Energy-based attention exists — **modern Hopfield networks / Energy Transformer (Krotov), tied-value LSE-energy attention** — which are conservative by construction (`H1` holds, EP is *exact*, runs natively on analog equilibrium hardware). We measure it costs ~0.15–0.2 CE vs free (non-conservative) attention.
- Is the expressivity loss of conservative/energy attention **fundamental** (information-theoretic: a symmetric-coupling associative memory provably cannot represent what directed Q≠K attention can) or **engineering** (current energy-attention forms are just suboptimal, and a better conservative parameterization closes the gap)?
- Is there a **partially-conservative** sweet spot: an attention with a *controlled, small* antisymmetric part (`‖S⁻¹A‖<1`, inside the first-order AEP warranty) that captures most of the expressivity — and what is the **Pareto frontier of [gradient fidelity ↔ asymmetry ↔ task loss]**?

### Q7 — THE make-or-break for the hardware thesis
Granting that analog relaxation hardware is **structurally confined to (near-)conservative, contractive, equilibrium-based local learning**: **is a "readable" small language model (≈10–50M params, coherent text) achievable inside that regime?** Or does coherent language *require* the high non-normality / finite-time-transient expressivity that provably breaks local equilibrium learning?
- If achievable: what is the *minimum* non-normality / contraction margin a coherent-language equilibrium model needs, and does it fit inside `‖S⁻¹A‖<1` (+ comfortable contraction)?
- If not: what is the realistic *ceiling* of analog-EP-trainable models, and is there a hybrid (mostly-conservative core + a thin digitally-assisted non-conservative correction) that lifts it?

---

## What an actionable answer looks like
For each: (a) is it a **fundamental obstruction** (cite/sketch the no-go) or an **engineering gap** (sketch the construction)? (b) the **physical realizability** verdict (can it run on a relaxation substrate with local updates, no backward pass?) (c) the **cheapest experiment** that would falsify the proposed mechanism on our simulator (we can measure `ρ(S⁻¹A)`, contraction margin, gradient cos vs a non-conservative knob, energy-vs-free-attention loss, damping-`c` sweeps). We are not looking for "use BPTT" or "use a digital solver" — both are physically excluded. We want the **physics of a local, forward-only, non-conservative equilibrium learning rule**, or the proof that none can exist beyond bounded asymmetry.
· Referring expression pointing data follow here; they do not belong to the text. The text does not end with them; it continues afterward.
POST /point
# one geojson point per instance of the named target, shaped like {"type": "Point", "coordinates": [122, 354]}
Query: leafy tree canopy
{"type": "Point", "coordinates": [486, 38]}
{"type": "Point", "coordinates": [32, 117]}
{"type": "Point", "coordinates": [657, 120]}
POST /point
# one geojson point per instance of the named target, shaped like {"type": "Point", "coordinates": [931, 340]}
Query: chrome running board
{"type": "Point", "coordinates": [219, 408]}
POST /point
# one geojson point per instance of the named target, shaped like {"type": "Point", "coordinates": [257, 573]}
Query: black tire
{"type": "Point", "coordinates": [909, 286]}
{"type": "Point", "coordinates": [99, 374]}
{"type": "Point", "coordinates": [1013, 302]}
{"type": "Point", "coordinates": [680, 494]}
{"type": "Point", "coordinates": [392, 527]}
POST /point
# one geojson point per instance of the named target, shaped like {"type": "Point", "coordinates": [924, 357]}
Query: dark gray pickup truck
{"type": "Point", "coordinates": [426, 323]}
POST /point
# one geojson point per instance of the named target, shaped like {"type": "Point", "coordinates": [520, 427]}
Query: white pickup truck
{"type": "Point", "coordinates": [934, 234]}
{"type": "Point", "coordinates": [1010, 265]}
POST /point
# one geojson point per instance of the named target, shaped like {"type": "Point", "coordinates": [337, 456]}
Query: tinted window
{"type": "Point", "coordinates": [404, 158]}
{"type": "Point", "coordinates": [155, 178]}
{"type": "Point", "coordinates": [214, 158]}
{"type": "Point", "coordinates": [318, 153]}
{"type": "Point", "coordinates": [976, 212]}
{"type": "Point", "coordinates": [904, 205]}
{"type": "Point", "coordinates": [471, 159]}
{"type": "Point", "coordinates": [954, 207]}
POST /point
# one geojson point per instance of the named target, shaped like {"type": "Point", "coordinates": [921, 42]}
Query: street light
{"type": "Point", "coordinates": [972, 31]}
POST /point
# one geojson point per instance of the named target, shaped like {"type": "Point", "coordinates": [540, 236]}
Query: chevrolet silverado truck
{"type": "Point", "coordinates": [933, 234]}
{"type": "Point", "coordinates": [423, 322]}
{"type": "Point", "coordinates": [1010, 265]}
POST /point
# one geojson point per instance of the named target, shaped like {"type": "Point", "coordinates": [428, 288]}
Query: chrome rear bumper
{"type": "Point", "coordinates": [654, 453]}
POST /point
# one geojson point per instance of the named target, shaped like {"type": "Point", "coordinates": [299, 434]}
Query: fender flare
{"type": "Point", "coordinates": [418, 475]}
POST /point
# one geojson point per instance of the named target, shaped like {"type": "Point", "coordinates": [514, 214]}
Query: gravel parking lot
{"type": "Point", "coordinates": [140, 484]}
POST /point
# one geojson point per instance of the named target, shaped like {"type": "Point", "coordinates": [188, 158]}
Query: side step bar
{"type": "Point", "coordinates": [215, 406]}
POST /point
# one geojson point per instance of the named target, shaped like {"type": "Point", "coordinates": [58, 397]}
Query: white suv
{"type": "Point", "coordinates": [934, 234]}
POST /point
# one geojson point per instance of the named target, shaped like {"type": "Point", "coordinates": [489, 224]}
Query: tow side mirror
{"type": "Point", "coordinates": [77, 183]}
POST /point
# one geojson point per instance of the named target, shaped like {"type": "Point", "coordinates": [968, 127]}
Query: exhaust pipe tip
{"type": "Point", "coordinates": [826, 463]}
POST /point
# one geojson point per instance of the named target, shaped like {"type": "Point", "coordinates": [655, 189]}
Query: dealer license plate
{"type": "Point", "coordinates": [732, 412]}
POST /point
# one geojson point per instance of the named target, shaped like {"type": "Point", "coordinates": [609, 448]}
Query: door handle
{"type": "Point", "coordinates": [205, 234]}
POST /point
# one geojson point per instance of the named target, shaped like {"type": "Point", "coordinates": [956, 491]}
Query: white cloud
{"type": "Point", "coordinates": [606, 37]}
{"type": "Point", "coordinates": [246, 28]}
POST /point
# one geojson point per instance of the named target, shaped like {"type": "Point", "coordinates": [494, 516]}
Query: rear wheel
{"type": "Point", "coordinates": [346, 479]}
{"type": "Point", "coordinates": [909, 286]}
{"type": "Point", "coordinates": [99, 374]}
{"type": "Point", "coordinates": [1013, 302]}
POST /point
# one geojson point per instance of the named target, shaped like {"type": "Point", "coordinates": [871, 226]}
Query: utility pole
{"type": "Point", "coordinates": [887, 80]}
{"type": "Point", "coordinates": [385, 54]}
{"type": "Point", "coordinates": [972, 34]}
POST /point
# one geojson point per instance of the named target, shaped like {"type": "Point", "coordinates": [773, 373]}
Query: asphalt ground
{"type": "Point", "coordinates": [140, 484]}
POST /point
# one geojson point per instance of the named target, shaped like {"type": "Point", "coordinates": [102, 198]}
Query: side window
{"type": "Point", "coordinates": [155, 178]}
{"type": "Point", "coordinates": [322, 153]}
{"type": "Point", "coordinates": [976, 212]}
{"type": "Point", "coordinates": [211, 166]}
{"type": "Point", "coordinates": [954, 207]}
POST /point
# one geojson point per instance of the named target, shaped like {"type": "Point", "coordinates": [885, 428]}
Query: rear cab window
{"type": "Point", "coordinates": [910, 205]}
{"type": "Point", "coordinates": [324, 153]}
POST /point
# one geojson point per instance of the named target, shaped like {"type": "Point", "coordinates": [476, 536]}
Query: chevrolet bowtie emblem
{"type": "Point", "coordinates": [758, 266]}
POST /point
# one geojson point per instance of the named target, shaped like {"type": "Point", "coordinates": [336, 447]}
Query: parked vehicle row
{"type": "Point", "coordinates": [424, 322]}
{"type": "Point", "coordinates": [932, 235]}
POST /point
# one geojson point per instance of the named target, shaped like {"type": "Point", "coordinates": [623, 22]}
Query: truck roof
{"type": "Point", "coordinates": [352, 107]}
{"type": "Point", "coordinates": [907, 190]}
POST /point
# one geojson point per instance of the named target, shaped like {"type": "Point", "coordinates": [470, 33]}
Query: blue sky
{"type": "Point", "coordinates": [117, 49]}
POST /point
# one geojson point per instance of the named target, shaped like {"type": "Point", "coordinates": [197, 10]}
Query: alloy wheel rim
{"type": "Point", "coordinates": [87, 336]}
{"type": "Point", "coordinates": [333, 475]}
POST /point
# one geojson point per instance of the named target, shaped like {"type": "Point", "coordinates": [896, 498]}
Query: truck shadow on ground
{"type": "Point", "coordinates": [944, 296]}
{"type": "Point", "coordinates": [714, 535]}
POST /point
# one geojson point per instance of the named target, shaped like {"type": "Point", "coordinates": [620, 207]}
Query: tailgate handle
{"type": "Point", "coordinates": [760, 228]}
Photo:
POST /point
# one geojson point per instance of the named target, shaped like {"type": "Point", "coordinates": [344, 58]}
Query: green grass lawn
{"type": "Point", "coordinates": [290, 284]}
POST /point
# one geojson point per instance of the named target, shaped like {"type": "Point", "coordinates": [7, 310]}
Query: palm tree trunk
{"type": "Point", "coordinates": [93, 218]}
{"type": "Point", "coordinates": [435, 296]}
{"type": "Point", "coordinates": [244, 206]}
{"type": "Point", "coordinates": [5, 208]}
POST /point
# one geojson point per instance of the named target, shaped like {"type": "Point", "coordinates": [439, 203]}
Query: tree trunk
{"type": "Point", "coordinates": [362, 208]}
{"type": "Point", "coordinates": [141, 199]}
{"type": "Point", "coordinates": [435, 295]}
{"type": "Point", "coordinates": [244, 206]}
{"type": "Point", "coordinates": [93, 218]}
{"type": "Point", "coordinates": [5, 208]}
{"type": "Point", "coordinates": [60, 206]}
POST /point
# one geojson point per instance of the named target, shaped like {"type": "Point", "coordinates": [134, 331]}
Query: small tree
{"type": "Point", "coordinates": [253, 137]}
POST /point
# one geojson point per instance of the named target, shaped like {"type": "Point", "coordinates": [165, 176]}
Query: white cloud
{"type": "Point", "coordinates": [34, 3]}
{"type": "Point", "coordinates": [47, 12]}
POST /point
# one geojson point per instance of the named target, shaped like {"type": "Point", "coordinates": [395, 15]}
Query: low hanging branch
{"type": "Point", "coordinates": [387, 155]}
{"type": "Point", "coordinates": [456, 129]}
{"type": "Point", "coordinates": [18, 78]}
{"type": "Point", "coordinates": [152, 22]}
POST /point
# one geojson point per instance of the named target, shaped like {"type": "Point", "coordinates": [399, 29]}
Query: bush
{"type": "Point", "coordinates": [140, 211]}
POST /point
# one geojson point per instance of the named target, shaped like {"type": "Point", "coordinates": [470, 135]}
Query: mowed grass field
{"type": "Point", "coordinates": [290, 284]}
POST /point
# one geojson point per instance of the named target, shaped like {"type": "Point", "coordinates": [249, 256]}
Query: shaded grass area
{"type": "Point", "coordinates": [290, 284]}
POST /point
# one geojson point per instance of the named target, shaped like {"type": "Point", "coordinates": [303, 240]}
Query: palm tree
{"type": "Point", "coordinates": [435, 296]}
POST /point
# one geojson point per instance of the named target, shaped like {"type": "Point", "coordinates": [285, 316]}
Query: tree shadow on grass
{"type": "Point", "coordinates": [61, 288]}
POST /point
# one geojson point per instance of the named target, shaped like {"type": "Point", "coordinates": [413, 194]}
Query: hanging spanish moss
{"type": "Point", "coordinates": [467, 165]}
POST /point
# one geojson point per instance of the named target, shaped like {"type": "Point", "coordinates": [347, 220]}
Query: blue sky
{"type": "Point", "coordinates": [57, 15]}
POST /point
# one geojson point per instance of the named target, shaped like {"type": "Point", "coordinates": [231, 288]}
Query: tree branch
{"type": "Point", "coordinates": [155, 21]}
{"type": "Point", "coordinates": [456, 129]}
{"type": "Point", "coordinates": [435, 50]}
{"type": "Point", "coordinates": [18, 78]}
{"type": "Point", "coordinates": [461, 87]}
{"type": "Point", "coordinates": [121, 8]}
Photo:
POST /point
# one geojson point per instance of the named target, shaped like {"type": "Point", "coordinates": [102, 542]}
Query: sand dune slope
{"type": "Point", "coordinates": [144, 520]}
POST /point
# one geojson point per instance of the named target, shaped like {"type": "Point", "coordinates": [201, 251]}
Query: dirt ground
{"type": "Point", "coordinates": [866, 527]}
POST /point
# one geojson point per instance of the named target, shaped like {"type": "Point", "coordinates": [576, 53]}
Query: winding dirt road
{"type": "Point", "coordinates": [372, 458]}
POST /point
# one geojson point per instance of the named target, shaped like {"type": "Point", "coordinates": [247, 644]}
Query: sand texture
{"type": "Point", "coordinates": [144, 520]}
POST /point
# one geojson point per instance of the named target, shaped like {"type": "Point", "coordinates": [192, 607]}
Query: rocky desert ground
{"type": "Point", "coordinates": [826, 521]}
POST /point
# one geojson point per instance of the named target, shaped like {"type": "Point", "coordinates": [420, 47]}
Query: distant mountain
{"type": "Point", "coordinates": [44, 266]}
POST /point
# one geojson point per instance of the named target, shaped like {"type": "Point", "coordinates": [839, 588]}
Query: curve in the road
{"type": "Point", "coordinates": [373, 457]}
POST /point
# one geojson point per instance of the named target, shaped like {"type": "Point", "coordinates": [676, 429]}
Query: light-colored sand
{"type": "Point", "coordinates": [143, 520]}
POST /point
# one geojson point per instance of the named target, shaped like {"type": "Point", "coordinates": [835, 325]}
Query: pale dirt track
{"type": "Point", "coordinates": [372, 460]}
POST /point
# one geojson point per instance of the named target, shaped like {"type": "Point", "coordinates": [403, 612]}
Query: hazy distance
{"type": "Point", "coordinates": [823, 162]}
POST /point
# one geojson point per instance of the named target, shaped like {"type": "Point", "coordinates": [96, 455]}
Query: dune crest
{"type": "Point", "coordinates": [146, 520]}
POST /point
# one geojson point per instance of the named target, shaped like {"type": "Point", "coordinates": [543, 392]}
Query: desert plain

## Key references the reasoner should engage
Scellier–Bengio 2017 (EP / energy); Ernoult et al. 2019 (EP≡BPTT conditions); Scurria et al. 2026 (AsymEP, the `J→Jᵀ` first-order correction); Laborieux–Zenke 2023 (Jacobian homeostasis, the `S⁻¹A` bias + functional-symmetry fix); López-Pastor–Marquardt 2023 (Hamiltonian echo backprop = physical adjoint via time-reversal); Krotov / Hoover et al. 2023 (Energy Transformer); Winston–Kolter 2020 (monotone-operator equilibrium nets = contraction by construction); Stern–Murugan 2023 (physical learning review); Kendall et al. 2020 (EP on analog resistor networks).